Using data from a 25-herd study conducted in Guelph in 1995, the median cumulative herd incidence of subclinical ketosis was 41% in the first two months postcalving. Summary data for each herd from each cow’s first DHI test postcalving were used to assess the protein-to-fat ratio as a test at the herd level for classifying a herd as a high or low incidence herd for subclinical ketosis. A herd mean protein-to-fat ratio of < 0.78 yielded a sensitivity of 69% and a specificity of 75% for identifying herds with subclinical ketosis problems. Further, if more than 40% of cows in the herd at first DHI test had a protein-to-fat ratio of less than or equal to 0.75, those herds were likely to be problem herds. This test had a sensitivity of 69% and a specificity of 83%. Although more work needs to be done on herd-level indicators of subclinical ketosis, herd-level protein-to-fat ratios appear to be better indicators of herd-level issues than individual cow protein-to-fat ratios are of identifying cows with subclinical ketosis problems.
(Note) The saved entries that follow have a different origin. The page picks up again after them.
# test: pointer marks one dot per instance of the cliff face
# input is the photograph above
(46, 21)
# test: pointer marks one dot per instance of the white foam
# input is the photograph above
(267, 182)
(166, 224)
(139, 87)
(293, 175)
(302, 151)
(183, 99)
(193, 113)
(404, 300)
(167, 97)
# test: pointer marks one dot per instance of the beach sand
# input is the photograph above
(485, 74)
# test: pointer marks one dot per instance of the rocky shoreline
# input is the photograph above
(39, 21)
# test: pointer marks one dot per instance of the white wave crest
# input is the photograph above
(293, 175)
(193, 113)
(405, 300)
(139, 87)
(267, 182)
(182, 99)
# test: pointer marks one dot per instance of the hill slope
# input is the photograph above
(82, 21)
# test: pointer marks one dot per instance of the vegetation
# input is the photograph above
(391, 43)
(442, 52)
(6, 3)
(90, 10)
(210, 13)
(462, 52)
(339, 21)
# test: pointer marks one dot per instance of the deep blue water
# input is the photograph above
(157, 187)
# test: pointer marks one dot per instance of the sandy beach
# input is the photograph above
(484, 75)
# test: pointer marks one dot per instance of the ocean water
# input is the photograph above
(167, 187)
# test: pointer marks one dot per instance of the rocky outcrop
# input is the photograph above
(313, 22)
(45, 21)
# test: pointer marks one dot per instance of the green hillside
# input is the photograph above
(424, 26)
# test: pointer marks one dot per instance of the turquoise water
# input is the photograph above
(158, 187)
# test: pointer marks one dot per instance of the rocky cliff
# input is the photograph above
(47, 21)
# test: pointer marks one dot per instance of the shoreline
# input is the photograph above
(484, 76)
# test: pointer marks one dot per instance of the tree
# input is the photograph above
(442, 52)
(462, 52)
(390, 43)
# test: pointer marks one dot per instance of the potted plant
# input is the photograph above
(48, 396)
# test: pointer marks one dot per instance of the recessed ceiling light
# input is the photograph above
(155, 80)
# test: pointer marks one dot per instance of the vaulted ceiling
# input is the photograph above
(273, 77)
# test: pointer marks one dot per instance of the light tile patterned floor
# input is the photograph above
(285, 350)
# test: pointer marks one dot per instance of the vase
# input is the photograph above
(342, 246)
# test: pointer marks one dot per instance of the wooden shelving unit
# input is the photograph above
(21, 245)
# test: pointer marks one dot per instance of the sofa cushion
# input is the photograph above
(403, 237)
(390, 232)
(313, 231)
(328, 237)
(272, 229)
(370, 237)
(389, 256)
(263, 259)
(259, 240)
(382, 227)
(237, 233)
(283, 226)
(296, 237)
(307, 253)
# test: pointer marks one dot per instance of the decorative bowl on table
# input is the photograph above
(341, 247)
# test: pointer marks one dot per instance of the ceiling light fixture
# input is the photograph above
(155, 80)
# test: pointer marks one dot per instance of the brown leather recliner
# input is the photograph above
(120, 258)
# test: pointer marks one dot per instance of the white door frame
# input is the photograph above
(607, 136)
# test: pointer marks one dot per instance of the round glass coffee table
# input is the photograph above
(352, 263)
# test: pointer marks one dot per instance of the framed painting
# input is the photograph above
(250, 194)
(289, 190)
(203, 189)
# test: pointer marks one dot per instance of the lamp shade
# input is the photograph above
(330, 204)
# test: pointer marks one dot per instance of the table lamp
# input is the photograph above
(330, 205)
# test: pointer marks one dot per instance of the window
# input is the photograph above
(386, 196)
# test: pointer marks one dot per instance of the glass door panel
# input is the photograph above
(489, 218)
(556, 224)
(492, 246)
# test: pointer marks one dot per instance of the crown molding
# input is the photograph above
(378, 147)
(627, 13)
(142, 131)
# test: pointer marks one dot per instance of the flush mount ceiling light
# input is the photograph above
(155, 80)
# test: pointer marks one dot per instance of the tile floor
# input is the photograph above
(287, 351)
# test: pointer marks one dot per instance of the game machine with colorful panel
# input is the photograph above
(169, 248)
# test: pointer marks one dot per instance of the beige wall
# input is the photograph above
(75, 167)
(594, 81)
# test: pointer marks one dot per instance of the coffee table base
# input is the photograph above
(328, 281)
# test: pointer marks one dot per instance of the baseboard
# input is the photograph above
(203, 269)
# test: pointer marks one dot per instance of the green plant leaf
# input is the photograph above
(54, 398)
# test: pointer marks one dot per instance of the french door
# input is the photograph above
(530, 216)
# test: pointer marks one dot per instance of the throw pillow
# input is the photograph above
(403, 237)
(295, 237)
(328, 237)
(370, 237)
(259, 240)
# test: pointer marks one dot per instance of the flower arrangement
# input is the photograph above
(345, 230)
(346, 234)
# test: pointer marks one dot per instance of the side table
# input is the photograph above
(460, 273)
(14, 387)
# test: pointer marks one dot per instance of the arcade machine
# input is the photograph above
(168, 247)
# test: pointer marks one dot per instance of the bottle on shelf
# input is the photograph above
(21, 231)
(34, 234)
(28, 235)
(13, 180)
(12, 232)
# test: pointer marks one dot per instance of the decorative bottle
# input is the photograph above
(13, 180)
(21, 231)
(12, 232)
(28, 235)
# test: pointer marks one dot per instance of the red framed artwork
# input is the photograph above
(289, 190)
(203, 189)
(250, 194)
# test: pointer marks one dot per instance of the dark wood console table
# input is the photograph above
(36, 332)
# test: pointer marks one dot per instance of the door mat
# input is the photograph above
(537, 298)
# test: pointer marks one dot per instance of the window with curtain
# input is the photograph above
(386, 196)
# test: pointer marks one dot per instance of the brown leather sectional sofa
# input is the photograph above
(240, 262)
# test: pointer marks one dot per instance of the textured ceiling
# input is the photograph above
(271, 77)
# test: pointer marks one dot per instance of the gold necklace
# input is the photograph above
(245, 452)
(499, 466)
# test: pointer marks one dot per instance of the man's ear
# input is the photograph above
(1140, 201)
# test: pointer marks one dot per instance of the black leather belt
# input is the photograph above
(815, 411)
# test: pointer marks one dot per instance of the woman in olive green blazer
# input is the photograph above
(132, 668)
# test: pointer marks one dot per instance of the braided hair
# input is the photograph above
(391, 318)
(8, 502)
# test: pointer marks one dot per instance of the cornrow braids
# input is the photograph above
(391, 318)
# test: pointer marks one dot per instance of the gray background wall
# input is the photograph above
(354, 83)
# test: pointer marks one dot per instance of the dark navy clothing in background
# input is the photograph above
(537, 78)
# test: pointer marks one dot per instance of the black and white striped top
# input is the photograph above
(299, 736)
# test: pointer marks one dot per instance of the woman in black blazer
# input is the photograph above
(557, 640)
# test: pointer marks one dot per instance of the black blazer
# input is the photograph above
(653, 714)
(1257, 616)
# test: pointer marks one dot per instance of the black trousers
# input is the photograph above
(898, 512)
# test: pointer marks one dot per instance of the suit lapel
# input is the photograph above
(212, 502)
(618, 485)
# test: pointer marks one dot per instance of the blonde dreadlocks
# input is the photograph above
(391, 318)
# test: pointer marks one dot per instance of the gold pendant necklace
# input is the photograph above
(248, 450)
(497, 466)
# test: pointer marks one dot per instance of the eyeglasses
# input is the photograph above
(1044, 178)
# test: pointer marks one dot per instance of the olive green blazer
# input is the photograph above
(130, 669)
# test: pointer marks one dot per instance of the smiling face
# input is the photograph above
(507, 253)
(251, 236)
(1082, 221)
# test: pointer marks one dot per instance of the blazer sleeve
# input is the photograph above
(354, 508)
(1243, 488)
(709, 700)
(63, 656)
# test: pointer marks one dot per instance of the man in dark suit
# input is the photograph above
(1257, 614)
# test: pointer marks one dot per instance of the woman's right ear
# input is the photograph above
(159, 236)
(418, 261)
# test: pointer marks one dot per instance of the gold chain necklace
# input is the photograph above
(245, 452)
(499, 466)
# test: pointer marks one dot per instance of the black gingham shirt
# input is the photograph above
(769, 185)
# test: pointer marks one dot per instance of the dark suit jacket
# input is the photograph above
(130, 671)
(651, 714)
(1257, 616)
A recent study was conducted through the Ontario DHI testing facility to evaluate the utility of milk acetone measurements for diagnosing subclinical ketosis. At the cow level, test day milk acetone values were not found to be useful in identifying cows at risk for developing clinical metabolic disease (displaced abomasum or ketosis) or clinical lameness. This is not an issue with the acetone test methodology but more likely a problem with the timing of the milk sample collection relative to the occurrence of the disease event. The highest prevalence of subclinical ketosis occurs within two weeks of calving. Since most of our DHI testing programs have an interval of 30 to 45 days and cows less than five days in milk on test day are not sampled, the probability of testing all cows within two weeks of calving is low. Therefore, from an implementation standpoint, the testing of routine DHI samples for the purpose of identifying cows at risk of subclinical or clinical disease is inefficient.
Subclinical ketosis is an important and common disease in lactating dairy cows. Prevention depends largely on effective dry cow nutrition and management. However, certain feed additives, such as ionophores and rumen-protected choline, may be beneficial. Given the cost of subclinical ketosis, the fact that it is a common problem in early lactation, and the strong association with clinical disease, monitoring programs for subclinical ketosis during the first few weeks of lactation may be warranted. There are several cowside tests for subclinical ketosis available; however, all of the current tests have their strengths and weaknesses. The design and frequency of a subclinical ketosis monitoring program will depend on the purpose of the program and the frequency of disease within the herd.